Minister of Information
- In office 17 June 1995 – 18 September 1997
- Preceded by: Brigadier-General Myo Thant
- Succeeded by: Major General Kyi Aung

Military service
- Rank: Major-General

= Aye Kyaw =

Burmese politician

Major-General Aye Kyaw was Minister of Information in Burma between June 1995 and September 1997.

On 17 June 1995 Major-General Aye Kyaw replaced Brigadier-General Myo Thant as Minister of Information.
The poet laureate Soe Nyunt was Deputy Minister of Information throughout his term of office.

In July 1995 the Burmese opposition leader Aung San Suu Kyi was allowed to appear in public. 100 foreign reporters, photographers and cameramen drank tea and ate cakes in the garden of her Rangoon home. However, more than a dozen reporters were denied visas, apparently due to a blacklist imposed by Major-General Aye Kyaw's Ministry.

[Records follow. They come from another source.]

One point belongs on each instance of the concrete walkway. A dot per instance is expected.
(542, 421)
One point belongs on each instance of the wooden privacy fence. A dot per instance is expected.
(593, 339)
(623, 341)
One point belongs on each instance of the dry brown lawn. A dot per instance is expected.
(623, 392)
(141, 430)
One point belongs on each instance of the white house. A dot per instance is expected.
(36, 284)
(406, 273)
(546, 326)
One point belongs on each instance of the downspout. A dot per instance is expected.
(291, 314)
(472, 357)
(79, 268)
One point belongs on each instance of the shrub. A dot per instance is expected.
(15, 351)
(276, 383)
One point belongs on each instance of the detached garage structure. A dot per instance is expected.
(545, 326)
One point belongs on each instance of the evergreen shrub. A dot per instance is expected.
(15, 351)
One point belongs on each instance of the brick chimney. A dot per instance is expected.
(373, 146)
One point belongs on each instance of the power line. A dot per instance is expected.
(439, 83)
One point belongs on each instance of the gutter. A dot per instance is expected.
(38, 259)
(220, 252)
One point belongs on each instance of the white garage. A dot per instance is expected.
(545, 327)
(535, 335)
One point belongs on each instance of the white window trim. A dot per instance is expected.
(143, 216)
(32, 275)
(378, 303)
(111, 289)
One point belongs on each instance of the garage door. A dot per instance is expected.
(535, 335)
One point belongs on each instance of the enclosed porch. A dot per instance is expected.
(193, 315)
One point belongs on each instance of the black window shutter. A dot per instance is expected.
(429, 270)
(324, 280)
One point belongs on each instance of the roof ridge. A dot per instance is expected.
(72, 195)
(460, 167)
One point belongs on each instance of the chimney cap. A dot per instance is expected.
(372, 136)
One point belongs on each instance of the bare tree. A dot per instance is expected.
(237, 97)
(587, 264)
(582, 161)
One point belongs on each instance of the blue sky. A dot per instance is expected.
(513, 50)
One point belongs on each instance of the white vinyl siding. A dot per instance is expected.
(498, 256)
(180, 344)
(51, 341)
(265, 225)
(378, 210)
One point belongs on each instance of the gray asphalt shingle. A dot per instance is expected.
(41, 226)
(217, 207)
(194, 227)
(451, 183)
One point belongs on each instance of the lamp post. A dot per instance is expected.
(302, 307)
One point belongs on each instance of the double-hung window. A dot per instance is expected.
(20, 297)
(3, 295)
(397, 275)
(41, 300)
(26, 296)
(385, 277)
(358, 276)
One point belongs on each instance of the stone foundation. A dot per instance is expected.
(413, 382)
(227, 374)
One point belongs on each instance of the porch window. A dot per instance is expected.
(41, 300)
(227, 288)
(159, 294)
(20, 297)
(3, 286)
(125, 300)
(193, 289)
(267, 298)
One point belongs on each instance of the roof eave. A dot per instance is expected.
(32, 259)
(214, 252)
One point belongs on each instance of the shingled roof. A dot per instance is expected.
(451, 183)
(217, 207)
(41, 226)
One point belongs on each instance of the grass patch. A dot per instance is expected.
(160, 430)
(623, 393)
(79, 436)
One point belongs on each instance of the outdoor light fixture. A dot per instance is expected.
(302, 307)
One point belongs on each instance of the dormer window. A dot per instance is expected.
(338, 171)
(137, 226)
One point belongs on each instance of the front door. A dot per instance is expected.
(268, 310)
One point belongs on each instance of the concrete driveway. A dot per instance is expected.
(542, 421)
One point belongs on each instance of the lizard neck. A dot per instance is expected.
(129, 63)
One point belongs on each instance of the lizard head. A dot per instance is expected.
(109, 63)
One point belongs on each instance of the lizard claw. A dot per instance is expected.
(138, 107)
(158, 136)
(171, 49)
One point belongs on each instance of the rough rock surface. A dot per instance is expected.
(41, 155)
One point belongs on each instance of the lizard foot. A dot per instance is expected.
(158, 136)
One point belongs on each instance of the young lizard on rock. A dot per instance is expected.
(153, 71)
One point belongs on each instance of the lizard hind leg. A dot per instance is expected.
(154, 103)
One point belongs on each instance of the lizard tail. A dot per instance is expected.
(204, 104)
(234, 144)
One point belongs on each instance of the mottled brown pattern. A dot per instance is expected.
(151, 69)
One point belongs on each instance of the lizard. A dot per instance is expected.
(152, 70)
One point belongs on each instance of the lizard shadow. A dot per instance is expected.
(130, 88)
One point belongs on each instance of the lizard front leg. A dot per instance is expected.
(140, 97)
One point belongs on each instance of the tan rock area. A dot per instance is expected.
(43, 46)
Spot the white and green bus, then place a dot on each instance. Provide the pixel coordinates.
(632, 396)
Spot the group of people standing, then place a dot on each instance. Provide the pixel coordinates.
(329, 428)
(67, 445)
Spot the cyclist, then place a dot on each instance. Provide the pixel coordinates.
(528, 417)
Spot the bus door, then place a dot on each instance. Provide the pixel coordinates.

On 11 October 1995 the United Nations Special Rapporteur Mr. Yozo Yokota met with Major General Aye Kyaw and members of his Information Committee.
Aye Kyaw gave information on availability of national and international publications in Myanmar.
He said that the written press, radio and television were subjected to governmental control and scrutiny, saying the present conditions did not allow liberalization of the media.
When asked if he would distribute publications on international human rights standards, he said there was no requirement since Buddhist publications covered most of the human rights provisions.

On 18 September 1997 the State Peace and Development Council issued a proclamation naming the Prime Minister, Deputy Prime Ministers and Ministers in the government.